At least half of today’s farmland is run by a much older crowd, and when they retire it appears the 40s and 50s crowd are unable to pick up the line. The USDA is seizing this opportunity to harvest the farmer Johnnies to continue agriculture under their model of farming. That’s why, under the 2008 Farm Bill, the department distributed $18 million to educate young growers and ranchers across the country. Farm programs are now appearing at many universities.
Secretary of Agriculture, Tom Vilsack, hopes that some of the beginning farmers will graduate to stakes in midsize and large farms as older farmers retire. “I think there needs to be more work in this area,” he said. “It’s great to invest $18 million to reach out to several thousand to get them interested, but the need here is pretty significant. We need to be even more creative than we’ve been to create strategies so that young people can access operations of all sizes.”
Garry Stephenson, of the Small Farms Program at Oregon State University, says he has not seen so much interest among young people in decades. “They’re young, energetic and idealist, and they’re willing to make the sacrifices.” That they are, and they may be unaware of what they’re digging into, if they take funds from the USDA.
Some of these particular young adults are citing punk rock, Karl Marx, and pro-Food Safety Law food journalist Michael Pollan as their inspiration. Their reasons for plowing the land appear to differ greatly from the more self-sufficient, young organic growers.
Many articles are simply calling all young people “hipsters” although in the pop cultural sense of the word, hipster conjures up an image of a self important, ostensibly anti-corporate trust fund kid. If that connotation is accurate (although possibly unfair), those could be type enticed by government help to keep agriculture afloat, but having the romantic ideal of helping the land, treating animals better, and being unconventional.
And it may start out that way. It just doesn’t take long before the subsidies with strings, chemicals, and Monsanto seeds flood in.

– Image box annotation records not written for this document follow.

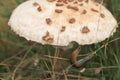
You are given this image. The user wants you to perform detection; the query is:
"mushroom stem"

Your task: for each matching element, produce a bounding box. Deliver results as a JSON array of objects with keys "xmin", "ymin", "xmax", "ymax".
[
  {"xmin": 53, "ymin": 48, "xmax": 63, "ymax": 72},
  {"xmin": 70, "ymin": 46, "xmax": 94, "ymax": 67}
]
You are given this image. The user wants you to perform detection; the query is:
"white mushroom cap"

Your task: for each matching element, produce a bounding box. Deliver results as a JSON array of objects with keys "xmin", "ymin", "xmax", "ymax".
[{"xmin": 8, "ymin": 0, "xmax": 117, "ymax": 46}]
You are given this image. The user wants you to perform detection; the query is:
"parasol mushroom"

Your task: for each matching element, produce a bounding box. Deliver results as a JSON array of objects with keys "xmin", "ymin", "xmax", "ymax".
[{"xmin": 8, "ymin": 0, "xmax": 117, "ymax": 67}]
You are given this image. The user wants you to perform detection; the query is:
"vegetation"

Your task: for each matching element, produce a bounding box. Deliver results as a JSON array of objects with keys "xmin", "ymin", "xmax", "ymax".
[{"xmin": 0, "ymin": 0, "xmax": 120, "ymax": 80}]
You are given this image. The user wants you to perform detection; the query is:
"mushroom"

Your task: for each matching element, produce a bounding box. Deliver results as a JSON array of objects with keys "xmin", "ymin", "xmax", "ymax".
[{"xmin": 8, "ymin": 0, "xmax": 117, "ymax": 67}]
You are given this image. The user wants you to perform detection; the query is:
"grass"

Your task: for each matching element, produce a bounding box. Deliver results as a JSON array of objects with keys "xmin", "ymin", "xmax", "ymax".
[{"xmin": 0, "ymin": 0, "xmax": 120, "ymax": 80}]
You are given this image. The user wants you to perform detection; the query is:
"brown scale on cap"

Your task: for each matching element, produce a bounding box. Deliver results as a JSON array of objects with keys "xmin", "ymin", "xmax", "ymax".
[
  {"xmin": 67, "ymin": 5, "xmax": 79, "ymax": 11},
  {"xmin": 42, "ymin": 31, "xmax": 54, "ymax": 43},
  {"xmin": 69, "ymin": 18, "xmax": 75, "ymax": 24},
  {"xmin": 91, "ymin": 8, "xmax": 99, "ymax": 12},
  {"xmin": 55, "ymin": 9, "xmax": 63, "ymax": 13},
  {"xmin": 57, "ymin": 0, "xmax": 62, "ymax": 2},
  {"xmin": 46, "ymin": 18, "xmax": 52, "ymax": 25},
  {"xmin": 47, "ymin": 0, "xmax": 56, "ymax": 2},
  {"xmin": 74, "ymin": 1, "xmax": 78, "ymax": 4},
  {"xmin": 85, "ymin": 0, "xmax": 89, "ymax": 3},
  {"xmin": 60, "ymin": 26, "xmax": 66, "ymax": 32},
  {"xmin": 33, "ymin": 2, "xmax": 39, "ymax": 7},
  {"xmin": 81, "ymin": 26, "xmax": 90, "ymax": 33},
  {"xmin": 37, "ymin": 6, "xmax": 42, "ymax": 12},
  {"xmin": 68, "ymin": 0, "xmax": 74, "ymax": 2},
  {"xmin": 100, "ymin": 13, "xmax": 105, "ymax": 18},
  {"xmin": 56, "ymin": 3, "xmax": 64, "ymax": 6},
  {"xmin": 82, "ymin": 10, "xmax": 87, "ymax": 14}
]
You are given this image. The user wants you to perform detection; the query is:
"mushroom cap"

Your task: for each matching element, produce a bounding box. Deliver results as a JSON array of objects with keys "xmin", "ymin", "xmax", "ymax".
[{"xmin": 8, "ymin": 0, "xmax": 117, "ymax": 46}]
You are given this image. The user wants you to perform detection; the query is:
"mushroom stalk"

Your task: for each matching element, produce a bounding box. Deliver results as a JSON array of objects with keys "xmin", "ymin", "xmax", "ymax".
[{"xmin": 70, "ymin": 46, "xmax": 94, "ymax": 67}]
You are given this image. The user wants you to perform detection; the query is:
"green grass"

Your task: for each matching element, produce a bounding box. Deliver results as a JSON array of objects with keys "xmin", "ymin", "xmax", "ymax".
[{"xmin": 0, "ymin": 0, "xmax": 120, "ymax": 80}]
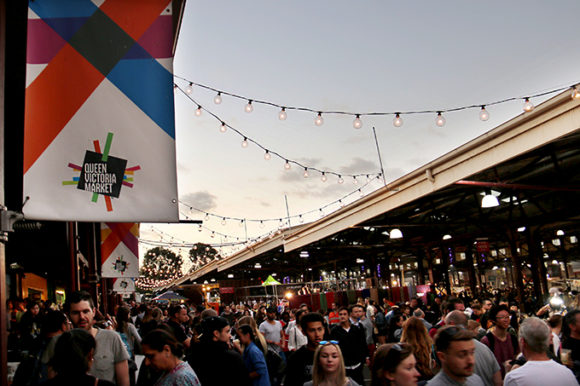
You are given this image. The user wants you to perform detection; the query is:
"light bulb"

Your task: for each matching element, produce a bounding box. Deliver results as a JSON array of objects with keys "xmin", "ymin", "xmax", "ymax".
[
  {"xmin": 435, "ymin": 112, "xmax": 445, "ymax": 127},
  {"xmin": 213, "ymin": 92, "xmax": 222, "ymax": 105},
  {"xmin": 393, "ymin": 113, "xmax": 403, "ymax": 127},
  {"xmin": 524, "ymin": 98, "xmax": 534, "ymax": 113},
  {"xmin": 352, "ymin": 114, "xmax": 362, "ymax": 129},
  {"xmin": 479, "ymin": 106, "xmax": 489, "ymax": 121},
  {"xmin": 314, "ymin": 113, "xmax": 324, "ymax": 126},
  {"xmin": 244, "ymin": 100, "xmax": 254, "ymax": 113},
  {"xmin": 278, "ymin": 107, "xmax": 288, "ymax": 121}
]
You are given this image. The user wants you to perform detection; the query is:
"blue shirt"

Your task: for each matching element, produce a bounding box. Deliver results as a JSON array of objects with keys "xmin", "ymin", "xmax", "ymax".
[{"xmin": 244, "ymin": 342, "xmax": 270, "ymax": 386}]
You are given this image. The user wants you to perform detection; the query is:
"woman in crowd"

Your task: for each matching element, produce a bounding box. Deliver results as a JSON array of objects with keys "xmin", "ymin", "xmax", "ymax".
[
  {"xmin": 237, "ymin": 324, "xmax": 270, "ymax": 386},
  {"xmin": 238, "ymin": 316, "xmax": 268, "ymax": 355},
  {"xmin": 115, "ymin": 306, "xmax": 141, "ymax": 385},
  {"xmin": 401, "ymin": 316, "xmax": 434, "ymax": 381},
  {"xmin": 44, "ymin": 329, "xmax": 114, "ymax": 386},
  {"xmin": 371, "ymin": 343, "xmax": 421, "ymax": 386},
  {"xmin": 141, "ymin": 330, "xmax": 200, "ymax": 386},
  {"xmin": 304, "ymin": 340, "xmax": 358, "ymax": 386}
]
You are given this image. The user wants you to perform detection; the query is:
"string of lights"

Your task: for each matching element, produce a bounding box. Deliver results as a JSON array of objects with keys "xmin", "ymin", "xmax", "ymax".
[
  {"xmin": 179, "ymin": 176, "xmax": 380, "ymax": 227},
  {"xmin": 174, "ymin": 83, "xmax": 381, "ymax": 184},
  {"xmin": 174, "ymin": 75, "xmax": 580, "ymax": 129}
]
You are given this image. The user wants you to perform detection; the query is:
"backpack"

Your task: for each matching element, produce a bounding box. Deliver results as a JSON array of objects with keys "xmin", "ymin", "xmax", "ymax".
[{"xmin": 485, "ymin": 331, "xmax": 519, "ymax": 353}]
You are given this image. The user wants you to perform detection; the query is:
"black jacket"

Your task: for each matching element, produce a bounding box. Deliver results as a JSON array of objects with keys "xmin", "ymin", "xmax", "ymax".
[
  {"xmin": 187, "ymin": 340, "xmax": 251, "ymax": 386},
  {"xmin": 330, "ymin": 324, "xmax": 368, "ymax": 366}
]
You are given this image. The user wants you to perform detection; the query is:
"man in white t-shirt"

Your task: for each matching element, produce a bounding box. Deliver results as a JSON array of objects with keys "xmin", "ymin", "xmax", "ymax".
[
  {"xmin": 259, "ymin": 306, "xmax": 284, "ymax": 353},
  {"xmin": 503, "ymin": 317, "xmax": 578, "ymax": 386}
]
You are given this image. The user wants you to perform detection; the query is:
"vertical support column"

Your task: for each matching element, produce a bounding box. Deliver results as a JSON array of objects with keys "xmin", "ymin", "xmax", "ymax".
[
  {"xmin": 508, "ymin": 229, "xmax": 524, "ymax": 309},
  {"xmin": 465, "ymin": 244, "xmax": 477, "ymax": 296}
]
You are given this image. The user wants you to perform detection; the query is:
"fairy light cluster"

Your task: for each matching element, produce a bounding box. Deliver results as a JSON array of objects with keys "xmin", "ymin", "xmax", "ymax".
[
  {"xmin": 174, "ymin": 75, "xmax": 580, "ymax": 129},
  {"xmin": 174, "ymin": 83, "xmax": 381, "ymax": 184}
]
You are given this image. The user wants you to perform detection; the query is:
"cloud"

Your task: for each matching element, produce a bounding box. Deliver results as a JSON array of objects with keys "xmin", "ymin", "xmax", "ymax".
[
  {"xmin": 180, "ymin": 191, "xmax": 216, "ymax": 211},
  {"xmin": 340, "ymin": 157, "xmax": 379, "ymax": 174}
]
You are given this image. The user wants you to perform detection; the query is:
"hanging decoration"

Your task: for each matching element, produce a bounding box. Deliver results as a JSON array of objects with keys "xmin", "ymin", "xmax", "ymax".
[{"xmin": 174, "ymin": 75, "xmax": 580, "ymax": 129}]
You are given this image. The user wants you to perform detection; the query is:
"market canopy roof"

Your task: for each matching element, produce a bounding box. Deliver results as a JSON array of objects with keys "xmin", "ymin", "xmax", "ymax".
[{"xmin": 262, "ymin": 275, "xmax": 282, "ymax": 286}]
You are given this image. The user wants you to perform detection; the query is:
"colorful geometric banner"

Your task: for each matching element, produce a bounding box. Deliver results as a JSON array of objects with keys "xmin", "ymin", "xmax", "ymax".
[
  {"xmin": 23, "ymin": 0, "xmax": 178, "ymax": 222},
  {"xmin": 113, "ymin": 278, "xmax": 135, "ymax": 294},
  {"xmin": 101, "ymin": 223, "xmax": 139, "ymax": 277}
]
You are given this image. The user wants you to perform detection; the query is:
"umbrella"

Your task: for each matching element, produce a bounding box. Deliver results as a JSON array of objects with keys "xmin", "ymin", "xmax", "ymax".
[
  {"xmin": 153, "ymin": 291, "xmax": 187, "ymax": 301},
  {"xmin": 262, "ymin": 275, "xmax": 282, "ymax": 303}
]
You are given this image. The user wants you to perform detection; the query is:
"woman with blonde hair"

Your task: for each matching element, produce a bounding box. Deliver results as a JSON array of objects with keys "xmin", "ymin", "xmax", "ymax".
[
  {"xmin": 401, "ymin": 316, "xmax": 435, "ymax": 381},
  {"xmin": 304, "ymin": 340, "xmax": 359, "ymax": 386}
]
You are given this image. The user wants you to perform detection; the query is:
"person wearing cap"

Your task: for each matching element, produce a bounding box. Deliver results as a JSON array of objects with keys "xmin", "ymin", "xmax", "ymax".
[{"xmin": 187, "ymin": 316, "xmax": 251, "ymax": 386}]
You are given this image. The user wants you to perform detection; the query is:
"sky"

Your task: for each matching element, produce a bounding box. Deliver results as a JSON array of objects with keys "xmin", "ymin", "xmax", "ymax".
[{"xmin": 140, "ymin": 0, "xmax": 580, "ymax": 267}]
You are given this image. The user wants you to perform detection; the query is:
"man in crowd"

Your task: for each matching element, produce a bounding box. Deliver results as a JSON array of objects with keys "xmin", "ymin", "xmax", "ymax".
[
  {"xmin": 445, "ymin": 310, "xmax": 502, "ymax": 386},
  {"xmin": 562, "ymin": 310, "xmax": 580, "ymax": 383},
  {"xmin": 284, "ymin": 312, "xmax": 326, "ymax": 386},
  {"xmin": 330, "ymin": 304, "xmax": 368, "ymax": 385},
  {"xmin": 504, "ymin": 317, "xmax": 578, "ymax": 386},
  {"xmin": 427, "ymin": 326, "xmax": 483, "ymax": 386},
  {"xmin": 259, "ymin": 306, "xmax": 284, "ymax": 357},
  {"xmin": 167, "ymin": 304, "xmax": 191, "ymax": 348},
  {"xmin": 187, "ymin": 316, "xmax": 251, "ymax": 386},
  {"xmin": 65, "ymin": 291, "xmax": 129, "ymax": 386},
  {"xmin": 481, "ymin": 304, "xmax": 520, "ymax": 378}
]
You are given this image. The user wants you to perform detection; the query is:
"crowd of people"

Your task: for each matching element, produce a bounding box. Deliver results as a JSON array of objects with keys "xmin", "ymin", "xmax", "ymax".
[{"xmin": 8, "ymin": 292, "xmax": 580, "ymax": 386}]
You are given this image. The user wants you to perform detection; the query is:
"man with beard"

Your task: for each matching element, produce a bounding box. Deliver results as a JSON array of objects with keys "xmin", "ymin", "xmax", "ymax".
[
  {"xmin": 284, "ymin": 312, "xmax": 326, "ymax": 386},
  {"xmin": 65, "ymin": 291, "xmax": 129, "ymax": 386},
  {"xmin": 259, "ymin": 306, "xmax": 284, "ymax": 356},
  {"xmin": 427, "ymin": 326, "xmax": 483, "ymax": 386}
]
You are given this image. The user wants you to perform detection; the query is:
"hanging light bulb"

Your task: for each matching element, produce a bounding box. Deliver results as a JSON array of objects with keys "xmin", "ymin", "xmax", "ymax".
[
  {"xmin": 479, "ymin": 106, "xmax": 489, "ymax": 121},
  {"xmin": 435, "ymin": 111, "xmax": 445, "ymax": 127},
  {"xmin": 314, "ymin": 112, "xmax": 324, "ymax": 126},
  {"xmin": 213, "ymin": 92, "xmax": 222, "ymax": 105},
  {"xmin": 393, "ymin": 113, "xmax": 403, "ymax": 127},
  {"xmin": 244, "ymin": 99, "xmax": 254, "ymax": 113},
  {"xmin": 278, "ymin": 107, "xmax": 288, "ymax": 121},
  {"xmin": 524, "ymin": 98, "xmax": 534, "ymax": 113},
  {"xmin": 352, "ymin": 114, "xmax": 362, "ymax": 129}
]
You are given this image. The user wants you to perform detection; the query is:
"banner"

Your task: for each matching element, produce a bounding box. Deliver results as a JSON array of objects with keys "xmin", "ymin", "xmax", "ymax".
[
  {"xmin": 113, "ymin": 278, "xmax": 135, "ymax": 294},
  {"xmin": 101, "ymin": 223, "xmax": 139, "ymax": 277},
  {"xmin": 23, "ymin": 0, "xmax": 178, "ymax": 222}
]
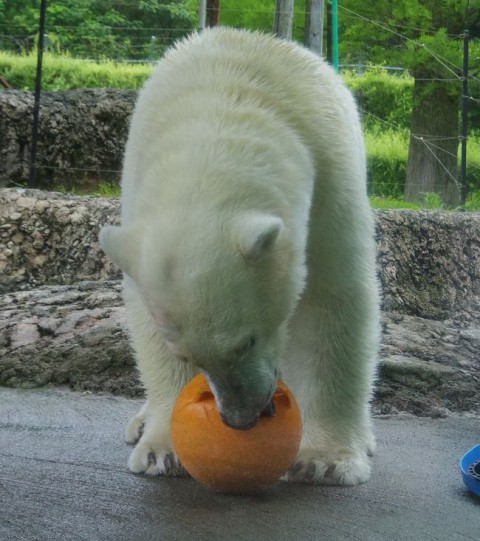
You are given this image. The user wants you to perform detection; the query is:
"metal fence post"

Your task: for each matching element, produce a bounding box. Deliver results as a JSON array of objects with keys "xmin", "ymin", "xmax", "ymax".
[{"xmin": 28, "ymin": 0, "xmax": 47, "ymax": 188}]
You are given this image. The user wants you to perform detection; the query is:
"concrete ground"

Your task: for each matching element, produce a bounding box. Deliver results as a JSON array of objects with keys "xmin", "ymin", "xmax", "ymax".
[{"xmin": 0, "ymin": 389, "xmax": 480, "ymax": 541}]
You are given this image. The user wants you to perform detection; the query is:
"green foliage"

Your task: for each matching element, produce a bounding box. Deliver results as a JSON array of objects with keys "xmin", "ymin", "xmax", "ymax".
[
  {"xmin": 0, "ymin": 51, "xmax": 153, "ymax": 90},
  {"xmin": 0, "ymin": 0, "xmax": 193, "ymax": 59},
  {"xmin": 365, "ymin": 126, "xmax": 408, "ymax": 198},
  {"xmin": 342, "ymin": 68, "xmax": 413, "ymax": 129}
]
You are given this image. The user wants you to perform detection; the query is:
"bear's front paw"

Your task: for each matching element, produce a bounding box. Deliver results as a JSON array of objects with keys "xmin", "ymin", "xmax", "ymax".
[
  {"xmin": 283, "ymin": 451, "xmax": 371, "ymax": 485},
  {"xmin": 128, "ymin": 437, "xmax": 187, "ymax": 477}
]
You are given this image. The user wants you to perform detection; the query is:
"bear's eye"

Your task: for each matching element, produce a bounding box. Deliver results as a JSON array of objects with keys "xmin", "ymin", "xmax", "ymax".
[{"xmin": 235, "ymin": 334, "xmax": 257, "ymax": 355}]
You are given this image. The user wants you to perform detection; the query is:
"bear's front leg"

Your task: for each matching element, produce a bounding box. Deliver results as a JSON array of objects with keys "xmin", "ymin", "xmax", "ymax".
[
  {"xmin": 124, "ymin": 283, "xmax": 200, "ymax": 475},
  {"xmin": 125, "ymin": 394, "xmax": 185, "ymax": 476}
]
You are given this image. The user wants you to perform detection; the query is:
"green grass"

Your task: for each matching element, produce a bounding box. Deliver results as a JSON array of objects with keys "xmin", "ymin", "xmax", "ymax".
[{"xmin": 0, "ymin": 51, "xmax": 153, "ymax": 90}]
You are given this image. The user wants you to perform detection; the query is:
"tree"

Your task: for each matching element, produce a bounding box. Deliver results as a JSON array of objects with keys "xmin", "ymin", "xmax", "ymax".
[
  {"xmin": 340, "ymin": 0, "xmax": 473, "ymax": 206},
  {"xmin": 0, "ymin": 0, "xmax": 193, "ymax": 59}
]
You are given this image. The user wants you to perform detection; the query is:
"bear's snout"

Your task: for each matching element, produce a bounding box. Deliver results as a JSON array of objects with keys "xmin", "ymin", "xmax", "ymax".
[{"xmin": 206, "ymin": 370, "xmax": 277, "ymax": 430}]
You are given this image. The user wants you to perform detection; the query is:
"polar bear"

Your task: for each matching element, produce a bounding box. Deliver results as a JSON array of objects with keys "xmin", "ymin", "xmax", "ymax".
[{"xmin": 100, "ymin": 28, "xmax": 379, "ymax": 485}]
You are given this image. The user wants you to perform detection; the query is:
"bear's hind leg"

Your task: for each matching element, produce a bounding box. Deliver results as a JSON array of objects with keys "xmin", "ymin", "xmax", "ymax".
[{"xmin": 285, "ymin": 262, "xmax": 378, "ymax": 485}]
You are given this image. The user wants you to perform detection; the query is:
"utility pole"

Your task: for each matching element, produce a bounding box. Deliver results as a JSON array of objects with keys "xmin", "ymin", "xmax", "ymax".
[
  {"xmin": 273, "ymin": 0, "xmax": 295, "ymax": 39},
  {"xmin": 198, "ymin": 0, "xmax": 207, "ymax": 30},
  {"xmin": 305, "ymin": 0, "xmax": 324, "ymax": 55},
  {"xmin": 207, "ymin": 0, "xmax": 220, "ymax": 26},
  {"xmin": 28, "ymin": 0, "xmax": 47, "ymax": 188},
  {"xmin": 460, "ymin": 30, "xmax": 470, "ymax": 205}
]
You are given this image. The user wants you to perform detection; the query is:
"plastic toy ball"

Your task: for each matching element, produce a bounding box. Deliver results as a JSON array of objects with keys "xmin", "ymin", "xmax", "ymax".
[
  {"xmin": 460, "ymin": 444, "xmax": 480, "ymax": 496},
  {"xmin": 172, "ymin": 375, "xmax": 302, "ymax": 494}
]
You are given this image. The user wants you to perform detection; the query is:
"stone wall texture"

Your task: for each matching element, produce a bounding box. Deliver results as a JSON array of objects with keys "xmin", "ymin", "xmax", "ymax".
[
  {"xmin": 0, "ymin": 89, "xmax": 137, "ymax": 189},
  {"xmin": 0, "ymin": 189, "xmax": 480, "ymax": 416}
]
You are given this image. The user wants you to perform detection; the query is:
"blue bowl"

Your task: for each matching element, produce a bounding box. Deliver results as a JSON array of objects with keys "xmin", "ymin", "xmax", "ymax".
[{"xmin": 460, "ymin": 445, "xmax": 480, "ymax": 496}]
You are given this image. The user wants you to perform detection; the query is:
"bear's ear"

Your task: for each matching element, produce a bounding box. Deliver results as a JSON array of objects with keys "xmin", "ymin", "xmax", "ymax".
[
  {"xmin": 99, "ymin": 225, "xmax": 140, "ymax": 278},
  {"xmin": 234, "ymin": 213, "xmax": 283, "ymax": 260}
]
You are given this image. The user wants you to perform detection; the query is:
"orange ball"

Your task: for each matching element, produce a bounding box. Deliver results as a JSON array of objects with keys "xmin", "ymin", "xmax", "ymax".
[{"xmin": 172, "ymin": 375, "xmax": 302, "ymax": 494}]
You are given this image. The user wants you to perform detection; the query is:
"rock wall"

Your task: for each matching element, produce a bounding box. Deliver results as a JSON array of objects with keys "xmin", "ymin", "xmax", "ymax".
[
  {"xmin": 0, "ymin": 89, "xmax": 137, "ymax": 189},
  {"xmin": 0, "ymin": 189, "xmax": 480, "ymax": 415}
]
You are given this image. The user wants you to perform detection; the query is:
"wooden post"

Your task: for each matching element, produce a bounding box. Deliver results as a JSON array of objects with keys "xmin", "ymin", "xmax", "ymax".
[{"xmin": 273, "ymin": 0, "xmax": 295, "ymax": 39}]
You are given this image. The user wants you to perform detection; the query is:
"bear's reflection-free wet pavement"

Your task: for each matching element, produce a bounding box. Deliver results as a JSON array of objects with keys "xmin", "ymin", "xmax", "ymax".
[{"xmin": 0, "ymin": 389, "xmax": 480, "ymax": 541}]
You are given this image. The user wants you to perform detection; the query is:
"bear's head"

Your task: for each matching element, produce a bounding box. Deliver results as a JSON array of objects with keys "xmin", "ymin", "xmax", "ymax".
[{"xmin": 100, "ymin": 211, "xmax": 305, "ymax": 428}]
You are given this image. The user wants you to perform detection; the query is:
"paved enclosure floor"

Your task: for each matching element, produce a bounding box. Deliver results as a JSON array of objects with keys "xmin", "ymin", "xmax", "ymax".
[{"xmin": 0, "ymin": 389, "xmax": 480, "ymax": 541}]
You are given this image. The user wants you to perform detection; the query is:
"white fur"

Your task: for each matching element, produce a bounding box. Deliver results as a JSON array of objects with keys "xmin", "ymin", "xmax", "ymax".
[{"xmin": 101, "ymin": 28, "xmax": 378, "ymax": 484}]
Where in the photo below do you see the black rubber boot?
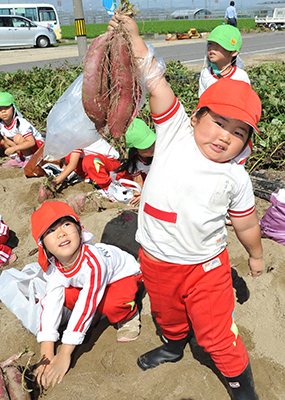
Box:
[225,363,259,400]
[137,335,189,371]
[231,268,250,304]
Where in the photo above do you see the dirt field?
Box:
[0,44,285,400]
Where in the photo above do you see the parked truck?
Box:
[255,7,285,31]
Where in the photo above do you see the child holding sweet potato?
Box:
[31,201,142,386]
[108,15,264,400]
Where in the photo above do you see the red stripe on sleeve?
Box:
[151,97,180,125]
[143,203,177,224]
[228,206,255,218]
[74,250,101,332]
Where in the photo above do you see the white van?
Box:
[0,3,62,40]
[0,15,56,47]
[171,8,212,19]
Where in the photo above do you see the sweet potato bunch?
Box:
[82,2,141,138]
[0,347,34,400]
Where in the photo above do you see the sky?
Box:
[1,0,282,12]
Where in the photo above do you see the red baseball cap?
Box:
[197,78,261,133]
[31,201,94,272]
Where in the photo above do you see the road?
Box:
[0,31,285,72]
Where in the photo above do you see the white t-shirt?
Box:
[37,243,141,345]
[199,65,250,97]
[136,99,255,264]
[129,157,151,178]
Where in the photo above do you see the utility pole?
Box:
[73,0,87,57]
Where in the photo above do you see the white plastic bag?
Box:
[44,74,102,161]
[107,179,141,204]
[0,262,46,335]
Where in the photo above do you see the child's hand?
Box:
[129,192,141,207]
[248,257,265,279]
[5,146,17,156]
[44,352,71,387]
[34,357,50,386]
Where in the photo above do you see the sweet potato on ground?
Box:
[5,365,31,400]
[0,368,9,400]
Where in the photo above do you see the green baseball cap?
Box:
[0,92,16,107]
[207,24,242,53]
[126,118,156,151]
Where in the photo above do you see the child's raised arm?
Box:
[231,212,264,278]
[108,14,174,114]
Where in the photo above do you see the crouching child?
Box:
[31,201,142,386]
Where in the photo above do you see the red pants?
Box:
[139,249,248,377]
[82,154,120,189]
[64,274,142,324]
[0,244,12,267]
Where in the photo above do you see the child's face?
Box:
[42,218,81,266]
[137,142,155,158]
[191,111,250,163]
[0,105,14,125]
[207,41,238,69]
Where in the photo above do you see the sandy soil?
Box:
[0,159,285,400]
[0,50,285,400]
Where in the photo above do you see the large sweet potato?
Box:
[82,32,113,132]
[5,365,31,400]
[0,368,9,400]
[108,32,139,138]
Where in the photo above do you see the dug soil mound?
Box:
[0,160,285,400]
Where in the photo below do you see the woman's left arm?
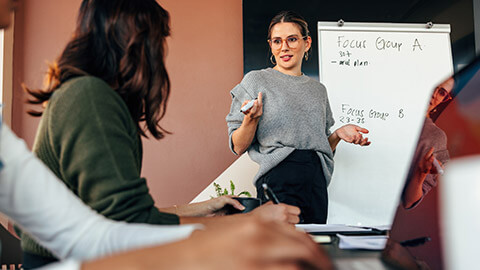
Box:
[328,124,371,151]
[160,195,245,217]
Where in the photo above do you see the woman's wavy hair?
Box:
[26,0,170,139]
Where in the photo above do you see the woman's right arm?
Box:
[232,93,263,155]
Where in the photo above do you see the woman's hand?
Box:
[232,92,263,155]
[164,195,245,217]
[242,92,263,119]
[249,202,300,224]
[418,147,443,174]
[328,124,371,151]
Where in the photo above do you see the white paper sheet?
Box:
[337,234,388,250]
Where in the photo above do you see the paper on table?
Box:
[295,224,372,233]
[337,234,388,250]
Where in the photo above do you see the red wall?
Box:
[12,0,243,206]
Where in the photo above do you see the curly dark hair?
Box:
[25,0,170,139]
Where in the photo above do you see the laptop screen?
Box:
[384,58,480,269]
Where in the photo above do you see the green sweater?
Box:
[22,76,179,257]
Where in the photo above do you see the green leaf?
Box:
[237,190,252,198]
[213,182,223,197]
[230,180,235,196]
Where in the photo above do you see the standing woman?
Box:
[226,11,370,223]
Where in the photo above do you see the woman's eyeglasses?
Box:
[267,36,307,51]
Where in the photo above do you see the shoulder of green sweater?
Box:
[49,76,127,106]
[46,76,131,120]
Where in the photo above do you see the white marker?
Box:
[433,158,443,174]
[240,99,257,113]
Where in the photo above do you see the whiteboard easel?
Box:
[318,22,453,226]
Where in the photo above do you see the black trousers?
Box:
[22,251,58,269]
[255,150,328,224]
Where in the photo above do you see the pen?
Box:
[400,236,432,247]
[240,98,257,112]
[262,183,280,204]
[433,158,443,174]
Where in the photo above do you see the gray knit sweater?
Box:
[226,68,334,185]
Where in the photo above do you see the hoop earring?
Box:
[270,54,277,65]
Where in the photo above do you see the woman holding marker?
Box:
[226,11,370,223]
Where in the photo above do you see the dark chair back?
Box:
[0,225,23,269]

These trendy farmsters may have the best of intentions, but are they playing right into the hands of Club Agri? Tom Vilsack might as well be calling out to them from a ginger bread house, promising lots of goodies to get started, just as in the day of our farmers a few generations back.
Let’s hope, hipster or not, that young people do carry the torch for farmlands, but cultivate the land as it was before the USDA dependent, Monsanto molested, corporate steered, chem-agro days.